Today, AI is utilized for various purposes in many fields, including education, healthcare, defense, energy, and construction [22,23,24]. There exist numerous AI algorithms [4], each possessing distinct technical characteristics and being selected based on factors such as purpose of use and data type. Among the most commonly used AI algorithms are LR, SVM, Decision Trees (DT), Gaussian Process Regression (GPR), and ANN.

Among these methods, an ANN operates by mimicking biological neural networks. It first analyzes the problem, learns the input/output values, and then autonomously generates the most appropriate output based on predefined criteria. ANNs are known for their effectiveness in solving nonlinear problems [25,26]. Moreover, they have a large memory capacity and high-speed processing capability. Therefore, ANNs are widely used in solving complex problems [27].

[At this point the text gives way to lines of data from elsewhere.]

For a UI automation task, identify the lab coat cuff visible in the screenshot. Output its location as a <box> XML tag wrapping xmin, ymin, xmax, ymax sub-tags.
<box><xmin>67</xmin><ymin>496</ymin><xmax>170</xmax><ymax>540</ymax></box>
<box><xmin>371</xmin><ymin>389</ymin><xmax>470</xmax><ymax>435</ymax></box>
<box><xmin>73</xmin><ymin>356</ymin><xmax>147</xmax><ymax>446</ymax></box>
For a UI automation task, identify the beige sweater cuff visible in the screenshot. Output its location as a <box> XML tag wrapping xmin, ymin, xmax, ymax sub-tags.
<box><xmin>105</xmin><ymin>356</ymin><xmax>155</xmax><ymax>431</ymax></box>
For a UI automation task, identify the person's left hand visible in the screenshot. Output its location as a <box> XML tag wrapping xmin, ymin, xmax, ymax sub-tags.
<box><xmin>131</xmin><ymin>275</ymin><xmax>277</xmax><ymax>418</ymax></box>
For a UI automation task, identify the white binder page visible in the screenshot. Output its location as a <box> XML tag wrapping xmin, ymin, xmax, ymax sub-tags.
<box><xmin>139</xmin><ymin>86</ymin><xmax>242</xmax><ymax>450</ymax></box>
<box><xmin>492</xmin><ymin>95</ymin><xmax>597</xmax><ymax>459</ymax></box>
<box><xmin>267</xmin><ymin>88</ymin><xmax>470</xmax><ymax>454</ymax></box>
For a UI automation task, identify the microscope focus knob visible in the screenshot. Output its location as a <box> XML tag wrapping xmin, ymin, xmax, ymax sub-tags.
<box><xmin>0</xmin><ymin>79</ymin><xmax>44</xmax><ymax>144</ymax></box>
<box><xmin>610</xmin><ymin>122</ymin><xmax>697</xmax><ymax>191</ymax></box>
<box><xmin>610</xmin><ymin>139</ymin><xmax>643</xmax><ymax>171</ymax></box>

A basic ANN model consists of an input layer, an output layer, and one or more hidden layers, as illustrated in Figure 2. The data related to the problem to be solved by the ANN are transmitted to the input layer as input values. These input values are analyzed in the hidden layer, which contains hidden neurons, and processed to generate the appropriate output value by the ANN model. The number of hidden layers, which is determined according to the complexity of the problem, enhances the learning ability of the network but, unfortunately, also increases the complexity of the model. The processed data from the hidden layer are then transmitted to the output layer, where the target values are generated and presented as output values.

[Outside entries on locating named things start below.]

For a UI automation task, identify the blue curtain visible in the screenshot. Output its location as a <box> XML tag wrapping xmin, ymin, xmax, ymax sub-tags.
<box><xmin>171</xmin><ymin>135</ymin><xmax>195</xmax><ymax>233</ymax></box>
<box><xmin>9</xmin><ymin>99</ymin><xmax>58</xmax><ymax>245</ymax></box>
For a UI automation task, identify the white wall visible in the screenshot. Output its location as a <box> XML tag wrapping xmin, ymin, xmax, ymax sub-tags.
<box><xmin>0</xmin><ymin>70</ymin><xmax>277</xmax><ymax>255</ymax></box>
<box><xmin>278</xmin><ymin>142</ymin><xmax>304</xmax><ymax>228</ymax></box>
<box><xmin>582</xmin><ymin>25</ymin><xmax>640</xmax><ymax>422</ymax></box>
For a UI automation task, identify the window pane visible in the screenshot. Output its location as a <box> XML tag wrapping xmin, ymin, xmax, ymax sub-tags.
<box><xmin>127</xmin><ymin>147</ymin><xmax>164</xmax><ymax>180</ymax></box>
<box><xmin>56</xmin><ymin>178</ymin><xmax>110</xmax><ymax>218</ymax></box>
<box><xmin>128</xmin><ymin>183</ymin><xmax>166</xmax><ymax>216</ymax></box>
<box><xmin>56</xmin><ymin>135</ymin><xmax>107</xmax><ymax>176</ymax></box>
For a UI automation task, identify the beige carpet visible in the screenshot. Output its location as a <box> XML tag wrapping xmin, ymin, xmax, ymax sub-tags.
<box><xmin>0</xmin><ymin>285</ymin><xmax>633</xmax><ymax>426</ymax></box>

The success of an ANN model is fundamentally based on several factors, including the quantity and quality of data, the model architecture (e.g., number of layers, number of neurons, activation functions), and the learning process.

Various algorithms are used in an ANN to train the network, enhance the learning process, and make accurate predictions. The Levenberg–Marquardt algorithm is one of the widely used techniques for training ANNs. By combining the advantages of Gauss–Newton and gradient descent methods, it provides fast and accurate learning and can solve nonlinear least squares problems [28]. In addition, the Levenberg–Marquardt algorithm regulates the learning process by dynamically adjusting the step size, and provides faster convergence and higher accuracy [28].

The learning process consists of training, validation, and testing phases. To complete these phases, the input data of the model are divided into three subsets and used accordingly in training, validation, and testing processes. In the training phase, input data are processed, network weights are adjusted, and the error rate is minimized. This phase forms the foundation of the learning process. In the second phase, validation, the generalization ability of the model is evaluated, and parameters are updated to prevent overfitting. If the model’s performance does not meet expectations, the number of layers and neurons can be adjusted to improve accuracy. In the final phase, testing, the model’s performance is evaluated using data that were never used in the training and validation phases.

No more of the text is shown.